Let's just say, you would rather be alone, trust me on this one.
Anonymous
Anonymous wrote:
Anonymous wrote:
Anonymous wrote:Im a woman in my 30s- Lately, I’ve had a few guys trying to date me and they have blue collar jobs i-e lots of mail delivery guys, work at restaurant and so on. I have a hangup on this as I know I probably make 5 times what they do and Im not sure we’d have anything to talk sbout. Would like to hear from people who have been in these situations, yey or nay? Would you recommend? Why or why not? I am crazy for just wanting to date people with a similar professional/financial background?


Do you think they are trying to date lots of women or have they taken the time to have conversations with you and based on those conversations they want to date you? If he’s just shooting his shot, I would probably say no. But if you’ve actually had enough conversation to get to know them as a person and vice versa, you should have enough info to know if you have enough in common for a first date.

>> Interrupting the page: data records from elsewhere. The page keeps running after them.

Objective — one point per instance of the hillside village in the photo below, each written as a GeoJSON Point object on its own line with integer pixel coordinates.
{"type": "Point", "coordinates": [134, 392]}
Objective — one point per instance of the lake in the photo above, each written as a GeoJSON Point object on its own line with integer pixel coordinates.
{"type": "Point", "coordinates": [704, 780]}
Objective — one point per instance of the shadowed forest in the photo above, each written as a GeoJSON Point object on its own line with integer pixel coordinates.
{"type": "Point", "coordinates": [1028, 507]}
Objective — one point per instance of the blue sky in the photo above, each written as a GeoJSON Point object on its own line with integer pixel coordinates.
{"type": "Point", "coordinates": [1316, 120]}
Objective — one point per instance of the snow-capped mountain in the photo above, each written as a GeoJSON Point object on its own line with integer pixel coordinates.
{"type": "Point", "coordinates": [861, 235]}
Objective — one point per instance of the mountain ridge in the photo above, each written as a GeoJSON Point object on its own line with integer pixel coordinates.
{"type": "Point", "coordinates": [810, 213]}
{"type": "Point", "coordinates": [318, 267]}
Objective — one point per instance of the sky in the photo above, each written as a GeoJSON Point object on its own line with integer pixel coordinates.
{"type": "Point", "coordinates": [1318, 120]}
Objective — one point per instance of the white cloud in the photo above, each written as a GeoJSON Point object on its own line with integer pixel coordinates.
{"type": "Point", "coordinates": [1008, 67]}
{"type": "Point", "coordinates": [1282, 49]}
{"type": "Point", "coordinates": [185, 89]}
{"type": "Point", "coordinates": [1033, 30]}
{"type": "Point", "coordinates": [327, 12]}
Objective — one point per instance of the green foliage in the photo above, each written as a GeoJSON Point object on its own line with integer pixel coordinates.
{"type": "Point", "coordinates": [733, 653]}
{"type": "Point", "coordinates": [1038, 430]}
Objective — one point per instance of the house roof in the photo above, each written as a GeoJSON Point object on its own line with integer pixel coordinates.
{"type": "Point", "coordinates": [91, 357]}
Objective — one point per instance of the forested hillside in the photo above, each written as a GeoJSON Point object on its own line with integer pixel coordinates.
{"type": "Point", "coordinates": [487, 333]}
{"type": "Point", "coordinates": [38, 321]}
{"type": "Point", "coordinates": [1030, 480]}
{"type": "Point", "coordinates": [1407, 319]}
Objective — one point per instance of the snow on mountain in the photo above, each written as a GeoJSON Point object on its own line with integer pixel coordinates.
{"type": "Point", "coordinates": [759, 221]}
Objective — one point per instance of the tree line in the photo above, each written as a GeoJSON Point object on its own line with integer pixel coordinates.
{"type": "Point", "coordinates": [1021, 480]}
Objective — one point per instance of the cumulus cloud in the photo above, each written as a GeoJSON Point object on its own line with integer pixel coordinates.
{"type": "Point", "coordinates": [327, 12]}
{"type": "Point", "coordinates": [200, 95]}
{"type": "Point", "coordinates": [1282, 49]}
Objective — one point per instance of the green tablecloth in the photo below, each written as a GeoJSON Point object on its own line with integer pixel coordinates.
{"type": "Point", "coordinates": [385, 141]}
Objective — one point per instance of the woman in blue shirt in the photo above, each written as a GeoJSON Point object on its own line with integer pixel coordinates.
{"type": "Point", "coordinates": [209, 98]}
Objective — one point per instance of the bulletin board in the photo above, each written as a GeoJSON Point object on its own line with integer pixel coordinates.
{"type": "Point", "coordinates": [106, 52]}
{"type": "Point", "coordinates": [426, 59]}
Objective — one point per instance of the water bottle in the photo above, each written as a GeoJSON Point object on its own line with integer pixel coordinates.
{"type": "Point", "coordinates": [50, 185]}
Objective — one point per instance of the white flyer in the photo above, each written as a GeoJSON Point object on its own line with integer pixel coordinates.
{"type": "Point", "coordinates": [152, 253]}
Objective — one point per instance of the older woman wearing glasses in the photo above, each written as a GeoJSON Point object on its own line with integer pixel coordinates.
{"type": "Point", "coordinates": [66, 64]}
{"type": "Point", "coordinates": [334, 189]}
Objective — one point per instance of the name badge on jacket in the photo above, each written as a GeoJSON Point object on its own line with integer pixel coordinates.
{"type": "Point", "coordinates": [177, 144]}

Some I met randomly so I am not sure. Others I talk to on dating apps, and eventually find out what they do for a living and it gives me pause, that’s why I was wondering if other women have been in that situation before


pp here. If you meet them in person thru a hobby, through friends, or just organically and have enough of a conversation that you think you would like I get to know them more then yes. If it’s strictly online then I would lean towards not. Also, whatever the situation, make sure work hours are compatible with what you want out of dating life. Some people are fine dating someone that travels a lot for work or works nights and weekends and for other people that’s not what they want.